Pour passer de cette démarche immédiatement utilitaire à une démarche symbolique transmissible et enrichissable, il fallait apprendre à passer de la mémoire individuelle à une mémoire collective. Pour cela, il leur fallait transporter l'image mentale sur un support perceptible collectivement (par exemple une paroi) puis tracer sur cette paroi, avec les marqueurs dont ils pouvaient disposer, les contours de l'image. Très rudimentaire au début, le modèle graphique a été amélioré progressivement, par comparaison permanente avec l'image que l'auteur en avait.
Bien évidemment, la représentation n'a porté que sur des objets ou des situations importantes pour la survie du groupe. Il n'y avait pas semble-t-il d'art pour l'art. Les chefs qui étaient apparus dans les groupes, autrement dit les chamanes, dans l'hypothèse de Jean Clottes, furent sans doute sélectionnés intuitivement par la collectivité comme les plus aptes, dans un premier temps, à créer et utiliser des images de plus en plus proches de la réalité visible. Mais il fallait aussi qu'ils soient capables, dans un second temps, de les transporter dans l'imaginaire des songes et des mythes afin que ces images puissent commander des comportements futurs.
Pour confirmer la présente hypothèse, il serait intéressant de rechercher dans les cerveaux contemporains, par imagerie cérébrale, les bases neurales les plus aptes à produire et utiliser des images pouvant servir de pilote. Ceci chez les adultes mais aussi chez les enfants. Peut-être pourrait-on ensuite mieux comprendre ce qu'auraient été les bases neurales correspondantes dans des cerveaux primitifs et leur évolution épigénétique au cours des nombreux millénaires ayant conduit à la production d'images de plus en plus précises, utilisées en premier par des guides collectifs ou chamanes.
Notes
1) Wikipedia définit le chaman, ou chaman, comme un être humain qui se présente comme l’intermédiaire ou l’être intercesseur entre. l’humanité et les esprits de la nature.... Il est à la fois « sage, thérapeute, conseiller, guérisseur et voyant ». Il « est » l’initié ou le dépositaire de la culture, des croyances, des pratiques du chamanisme, et d’une forme potentielle de « secret culturel ».
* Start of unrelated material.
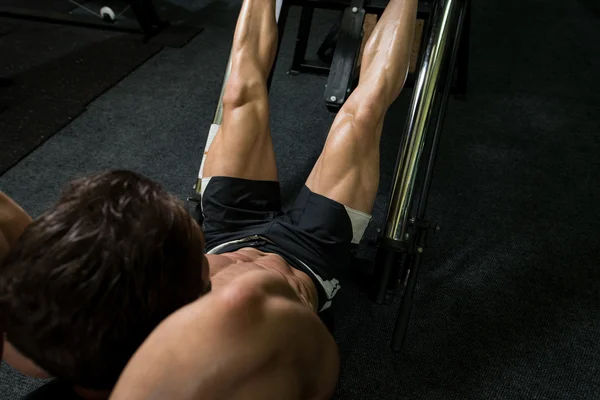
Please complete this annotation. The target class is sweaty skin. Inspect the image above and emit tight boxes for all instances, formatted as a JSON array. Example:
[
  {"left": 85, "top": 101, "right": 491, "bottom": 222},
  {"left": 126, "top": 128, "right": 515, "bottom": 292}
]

2) Certains préhistoriens pensent que ce phénomène ne serait pas apparu chez les australopithèques, mais chez des hominiens plus récents. Ceci n'aurait pas de conséquence sur l'hypothèse présentée ici.
3) Des outils chez les australopithèques
http://www.hominides.com/html/actualites/premiers-outil-australopitheque-3-4-ma-0952.php
Références
* Sur Jean Clottes, voir Wikipedia
https://fr.wikipedia.org/wiki/Jean_Clottes
* Pour en savoir plus sur les hypothèses de Jean Clottes, on peut regarder la vidéo ci-dessous
http://www.hominides.com/html/references/pourquoi-l-art-prehistorique-jean-clottes-0557.phpconf https://www.youtube.com/watch?v=JJH8uYOHyeU
* Voir aussi Extraits du livre
http://www.hominides.com/html/references/pourquoi-l-art-prehistorique-jean-clottes-0557.php
* Sur l'ensemble du sujet, on poura consulter notre essai " Le paradoxe du Sapiens "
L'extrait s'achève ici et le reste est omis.